# Explaining banding in a scatterplot of Goldbach’s function

David Radcliffe asks for an explanation of the “bands” in the scatterplot of the number of solutions to p + q = 2n in primes. To give an example, we have

2 × 14 = 28 = 23 + 5 = 17 + 11 = 11 + 17 = 5 + 23
2 × 15 = 30 = 23 + 7 = 19 + 11 = 17 + 13 = 13 + 17 = 11 + 19 = 7 + 23
2 × 16 = 32 = 29 + 3 = 19 + 13 = 13 + 19 = 3 + 29

and so, denoting this function by f, the elements of this sequence corresponding to n = 14, 15, 16 are f(14) = 4, f(15) = 6, and f(16) = 4 respectively. (Note that the counts here are of ordered sums, with 23 + 5 and 5 + 23 both counting; if you use unordered sums everything works out pretty much the same way, since every sum except those like p + p appears twice and I’m going to talk about ratios and inequalities and the like.)

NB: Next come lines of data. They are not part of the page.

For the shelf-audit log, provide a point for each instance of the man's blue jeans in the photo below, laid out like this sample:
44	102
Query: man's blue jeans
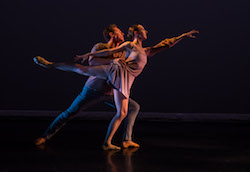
89	97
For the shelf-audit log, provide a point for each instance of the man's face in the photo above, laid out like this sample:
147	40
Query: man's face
142	32
118	35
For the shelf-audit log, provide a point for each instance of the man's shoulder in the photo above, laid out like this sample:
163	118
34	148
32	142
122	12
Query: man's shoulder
99	46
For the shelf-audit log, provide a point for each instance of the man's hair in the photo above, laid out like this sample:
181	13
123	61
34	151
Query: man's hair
107	30
131	31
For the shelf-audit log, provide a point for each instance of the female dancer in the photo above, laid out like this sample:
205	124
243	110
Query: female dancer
120	73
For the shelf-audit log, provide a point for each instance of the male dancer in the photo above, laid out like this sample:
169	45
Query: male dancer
96	90
166	43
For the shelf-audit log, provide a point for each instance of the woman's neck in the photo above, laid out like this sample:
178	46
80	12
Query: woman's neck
112	43
137	41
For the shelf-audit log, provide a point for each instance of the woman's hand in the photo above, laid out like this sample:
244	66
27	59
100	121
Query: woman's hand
190	34
83	57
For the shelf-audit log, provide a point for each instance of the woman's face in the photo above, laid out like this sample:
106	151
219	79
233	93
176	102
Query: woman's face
142	32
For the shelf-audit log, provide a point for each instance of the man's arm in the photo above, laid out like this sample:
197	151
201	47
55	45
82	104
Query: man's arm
93	61
105	52
168	43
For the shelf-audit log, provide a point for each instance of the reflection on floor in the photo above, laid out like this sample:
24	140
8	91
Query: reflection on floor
165	147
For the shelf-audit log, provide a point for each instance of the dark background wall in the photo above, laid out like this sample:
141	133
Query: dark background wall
208	74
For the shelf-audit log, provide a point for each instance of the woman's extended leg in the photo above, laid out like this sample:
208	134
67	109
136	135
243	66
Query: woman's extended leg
121	104
97	71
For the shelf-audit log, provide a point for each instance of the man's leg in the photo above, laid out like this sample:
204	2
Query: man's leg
97	71
121	104
85	99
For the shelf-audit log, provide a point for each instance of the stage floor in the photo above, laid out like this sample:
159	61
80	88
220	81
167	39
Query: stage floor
165	146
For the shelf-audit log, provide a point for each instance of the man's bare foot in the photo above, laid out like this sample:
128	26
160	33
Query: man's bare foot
110	147
42	62
40	141
129	143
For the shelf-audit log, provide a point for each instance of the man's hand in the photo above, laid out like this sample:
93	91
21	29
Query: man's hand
83	57
190	34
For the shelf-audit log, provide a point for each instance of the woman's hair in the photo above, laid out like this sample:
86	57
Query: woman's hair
107	30
131	31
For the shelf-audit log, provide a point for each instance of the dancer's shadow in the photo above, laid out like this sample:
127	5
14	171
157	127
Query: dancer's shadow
117	164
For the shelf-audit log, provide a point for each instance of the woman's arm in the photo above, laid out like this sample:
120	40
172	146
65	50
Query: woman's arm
168	43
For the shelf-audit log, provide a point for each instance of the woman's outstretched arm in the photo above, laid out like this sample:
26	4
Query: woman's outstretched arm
168	43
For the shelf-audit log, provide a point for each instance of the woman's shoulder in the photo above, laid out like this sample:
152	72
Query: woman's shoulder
128	44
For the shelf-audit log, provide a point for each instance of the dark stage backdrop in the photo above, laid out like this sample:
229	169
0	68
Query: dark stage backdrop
208	74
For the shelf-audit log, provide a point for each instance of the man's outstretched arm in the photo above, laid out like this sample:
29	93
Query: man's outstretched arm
168	43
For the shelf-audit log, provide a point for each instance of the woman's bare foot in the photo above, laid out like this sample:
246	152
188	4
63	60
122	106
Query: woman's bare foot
40	141
42	62
129	143
110	147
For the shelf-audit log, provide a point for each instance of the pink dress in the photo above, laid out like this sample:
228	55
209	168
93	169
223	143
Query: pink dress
122	72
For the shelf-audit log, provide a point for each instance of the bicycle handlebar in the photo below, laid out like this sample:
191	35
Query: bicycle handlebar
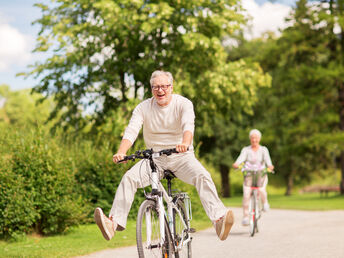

My re-rendering of something similar to the original scatterplot is here: and there are heuristic arguments that $f(n) \approx n/(log(n)^2))$, so let’s divide by that to get a plot of the “normalized” number of solutions: There are definitely bands in these plots. Indeed the situation for n = 14, 15, 16 is typical: f(n) “tends to be” larger when n is divisible by 3 than when it isn’t. A handwaving justification for this is as follows: consider primes modulo 3. All primes (with the trivial exceptions of 2 and 3) are congruent to 1 or 5 modulo 6, and by the prime number theorem for arithmetic progressions these are equally likely. (For some data on this, see Granville and Martin on prime races, which is a nice expository paper.) So if we add two primes p and q together, there are four equally likely cases:

• p is of form 3n+1, q is of form 3n+1, p+q is of form 3n+2
• p is of form 3n+1, q is of form 3n+2, p+q is of form 3n
• p is of form 3n22, q is of form 3n+1, p+q is of form 3n
• p is of form 3n+5, q is of form 3n+2, p+q is of form 3n+1

So if we just add primes together, we get multiples of three fully half the time, and the remaining half of the results are evenly split between integers of forms 3n+2 and 3n+1.

We can make the bands “go away” by plotting, instead of $f(n)$, the function which is $f(n)/2$ when $n$ is divisible by 3 and $f(n)$ otherwise. Call this $f_3(n)$. But there’s still some banding: Naturally we look to the next prime, 5. A given prime is equally likely to be of the form 5n+1, 5n+2, 5n+3, or 5n+4; if we work through the combinations we can see that there are 4 ways to pair these up to get a multiple of 5, and 3 ways to get each of the forms 5n+1, 5n+2, 5n+3, 5n+4. So it seems natural to penalize multiples of 5 by multiplying their $f(n)$ by 3/4; the banding then is even less strong, as you can see below. The natural thing to do here is to just iterate over primes. For the prime $p$ we get that there are $p-1$ ways to pair up residue classes $1, 2, \ldots, (n-1) \pmod p$ to get the residue class 0 (i. e. multiples of $p$) and $p-2$ ways to get each of the classes $1, 2, \ldots, n-1$. That is, multiples of $2p$ are more likely than nonmultiples to be sums of randomly chosen primes, by a factor of $(p-1)/(p-2)$. Correcting for this, let’s plot $x$ against $f^*(n) = f(n) \times \left( \prod_{p|n} {p-2 \over p-1} \right);$

in this case you get the plot below. The lack of banding in this plot is basically the extended Goldbach conjecture. Although I didn’t know this when I started writing, apparently this is known as Goldbach’s comet: see e. g. Richard Tobin or Ben Vitale or this MathOverflow post.

And although this is a number-theoretic problem, much of this is an exercise in statistical model fitting; I proceeded by making a plot, checking out the residuals compared to some model to see if there was a pattern, and fitting a new model which accounted for those residuals. However, in this case there was a strong theory backing me up, so this is, thankfully, not a pure data mining exercise.